Part I. The loss and reconstruction of scientific sources with a particular reference to mechanics and theory of materials: The loss and reconstruction of the article by Hellinger in the Encyclopaedia of athematics.- The loss of the works by Archimedes and their reconstruction by Heiberg.- The loss of the works by Piola and the Italian tradition of Mechanics.- Part II. The recovery of the works by Hellinger, Archimedes, Piola and Heiberg: The monumental translation by Heiberg and his (nearly lost) commentaries written in Latin.- The masterpiece by Hellinger and its influences on modern continuum mechanics.- The forgotten Piola.-Part III. The recovery of the work by Archimedes and the role of Heiberg.- Part IV. The different ways of evaluating the importance of sources: why bibliometric indices?
Francesco dell’Isola has been Full Professor at the Department of Structure and Geotechnical Engineering, Sapienza University of Rome, Italy, since 2006 and Full Professor at the Department of Civil Engineering (DICEAA), University of L’Aquila, Italy, since 2016. In 2016, he also became Director of the International Research Center M&MoCS (University of L’Aquila). Since 2015, he has been Responsible Italian Scientific Expert at the Laboratoire International Associé (LIA) Coss&Vita, a French-Italian international laboratory. His research activities chiefly focus on the synthesis and design of metamaterials and on generalized models in continuum mechanics.
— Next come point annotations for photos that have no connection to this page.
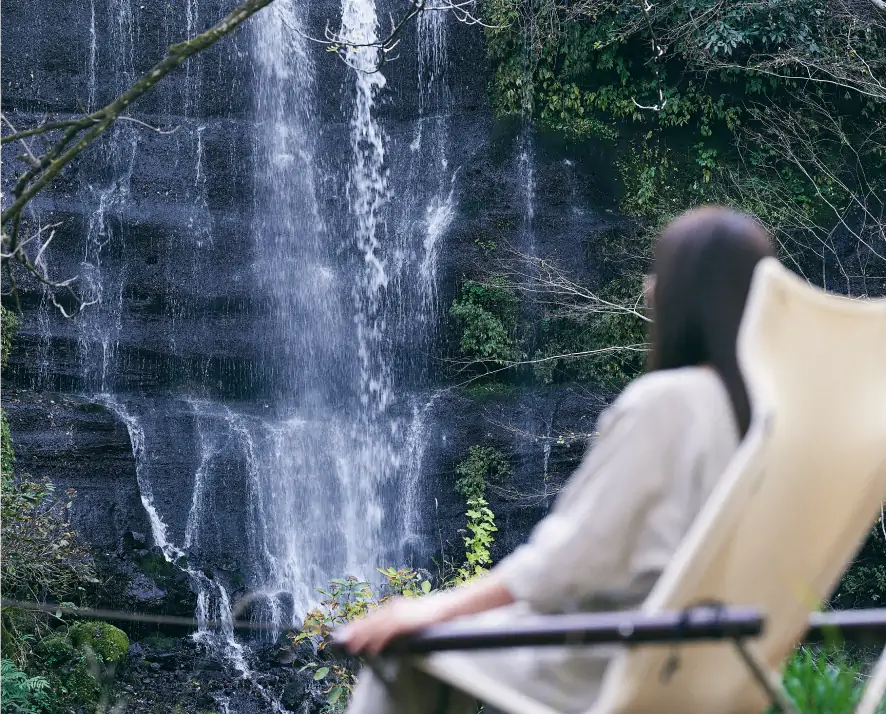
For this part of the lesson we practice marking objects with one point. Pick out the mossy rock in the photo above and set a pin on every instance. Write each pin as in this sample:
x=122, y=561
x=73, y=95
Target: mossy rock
x=55, y=649
x=82, y=684
x=108, y=642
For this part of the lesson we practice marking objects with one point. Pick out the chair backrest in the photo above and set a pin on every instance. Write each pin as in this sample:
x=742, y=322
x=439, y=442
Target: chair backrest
x=793, y=507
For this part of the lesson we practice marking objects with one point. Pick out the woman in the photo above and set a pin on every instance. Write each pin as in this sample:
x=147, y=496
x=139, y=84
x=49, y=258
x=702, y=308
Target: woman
x=662, y=447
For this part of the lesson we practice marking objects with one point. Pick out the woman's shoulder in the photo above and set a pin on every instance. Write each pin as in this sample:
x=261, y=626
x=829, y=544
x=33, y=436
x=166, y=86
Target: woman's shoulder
x=671, y=389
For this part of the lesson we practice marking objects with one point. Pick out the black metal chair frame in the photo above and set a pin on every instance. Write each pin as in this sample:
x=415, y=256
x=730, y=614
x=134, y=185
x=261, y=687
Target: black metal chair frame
x=706, y=623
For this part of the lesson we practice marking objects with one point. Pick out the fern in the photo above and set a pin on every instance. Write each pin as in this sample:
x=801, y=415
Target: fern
x=20, y=694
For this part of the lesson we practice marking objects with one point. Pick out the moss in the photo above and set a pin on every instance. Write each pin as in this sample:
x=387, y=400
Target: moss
x=55, y=649
x=8, y=647
x=107, y=641
x=7, y=455
x=82, y=685
x=8, y=325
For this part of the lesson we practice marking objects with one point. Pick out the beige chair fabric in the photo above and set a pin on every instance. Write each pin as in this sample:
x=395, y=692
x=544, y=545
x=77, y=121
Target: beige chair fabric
x=789, y=514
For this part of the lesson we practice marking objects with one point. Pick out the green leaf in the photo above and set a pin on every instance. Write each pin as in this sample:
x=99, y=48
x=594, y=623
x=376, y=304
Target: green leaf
x=335, y=694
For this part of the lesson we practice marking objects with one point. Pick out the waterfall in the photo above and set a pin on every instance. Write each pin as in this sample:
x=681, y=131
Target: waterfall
x=269, y=358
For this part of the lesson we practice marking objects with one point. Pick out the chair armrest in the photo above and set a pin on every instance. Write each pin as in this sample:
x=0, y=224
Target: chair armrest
x=631, y=628
x=628, y=627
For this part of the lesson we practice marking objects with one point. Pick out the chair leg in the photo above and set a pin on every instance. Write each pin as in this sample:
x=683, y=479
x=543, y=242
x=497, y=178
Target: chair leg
x=773, y=689
x=876, y=688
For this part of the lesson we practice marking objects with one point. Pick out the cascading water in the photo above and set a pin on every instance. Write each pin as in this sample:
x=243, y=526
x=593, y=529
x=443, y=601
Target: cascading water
x=325, y=462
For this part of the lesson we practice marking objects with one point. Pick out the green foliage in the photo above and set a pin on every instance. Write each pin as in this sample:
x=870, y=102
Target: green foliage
x=108, y=642
x=819, y=686
x=38, y=547
x=703, y=102
x=9, y=323
x=864, y=582
x=481, y=526
x=7, y=455
x=486, y=315
x=82, y=685
x=55, y=649
x=345, y=600
x=19, y=693
x=483, y=465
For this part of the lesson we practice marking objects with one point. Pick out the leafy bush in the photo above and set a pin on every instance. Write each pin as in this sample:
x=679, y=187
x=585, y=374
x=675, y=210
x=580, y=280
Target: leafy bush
x=818, y=686
x=38, y=546
x=9, y=323
x=486, y=314
x=20, y=694
x=481, y=526
x=346, y=600
x=483, y=465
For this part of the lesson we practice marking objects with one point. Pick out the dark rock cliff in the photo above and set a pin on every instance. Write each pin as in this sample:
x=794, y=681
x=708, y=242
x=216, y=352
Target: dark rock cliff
x=182, y=346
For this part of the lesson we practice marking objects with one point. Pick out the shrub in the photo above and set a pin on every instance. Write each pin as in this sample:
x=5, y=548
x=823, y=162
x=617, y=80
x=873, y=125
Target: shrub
x=483, y=465
x=481, y=526
x=38, y=546
x=20, y=694
x=486, y=313
x=818, y=686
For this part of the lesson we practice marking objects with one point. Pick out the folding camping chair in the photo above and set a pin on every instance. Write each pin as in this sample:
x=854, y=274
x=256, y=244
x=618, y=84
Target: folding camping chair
x=789, y=514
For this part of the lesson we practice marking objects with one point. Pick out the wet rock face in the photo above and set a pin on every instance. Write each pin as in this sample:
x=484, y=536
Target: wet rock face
x=184, y=346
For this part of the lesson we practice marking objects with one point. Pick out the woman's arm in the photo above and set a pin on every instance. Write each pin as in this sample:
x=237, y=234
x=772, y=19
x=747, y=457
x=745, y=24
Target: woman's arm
x=402, y=616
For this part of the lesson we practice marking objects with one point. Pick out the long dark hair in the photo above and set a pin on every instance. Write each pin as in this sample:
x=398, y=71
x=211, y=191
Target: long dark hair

Simon R. Eugster is Senior Lecturer at the Institute for Nonlinear Mechanics (INM), University of Stuttgart, Germany, since 2020. He received his MSc and PhD degree from ETH Zurich, Switzerland, in 2009 and 2014. In 2014, he became Lecturer at the INM at the University of Stuttgart. His research is focused on the mathematical description of highly deformable elastic structures with a particular interest in mechanical metamaterials as well as soft robotics and multibody dynamics.
Mario Spagnuolo is Researcher at the Department of Civil and Environment Engineering and Architecture (DICAAR), University of Cagliari (Italy) since 2019. He obtained his PhD in Paris at the Université Sorbonne Paris Cité, where he was granted a Marie Sklodowska Curie European scholarship. His research mainly focuses on structural mechanics and continuum mechanics, with a particular interest in the synthesis and design of metamaterials.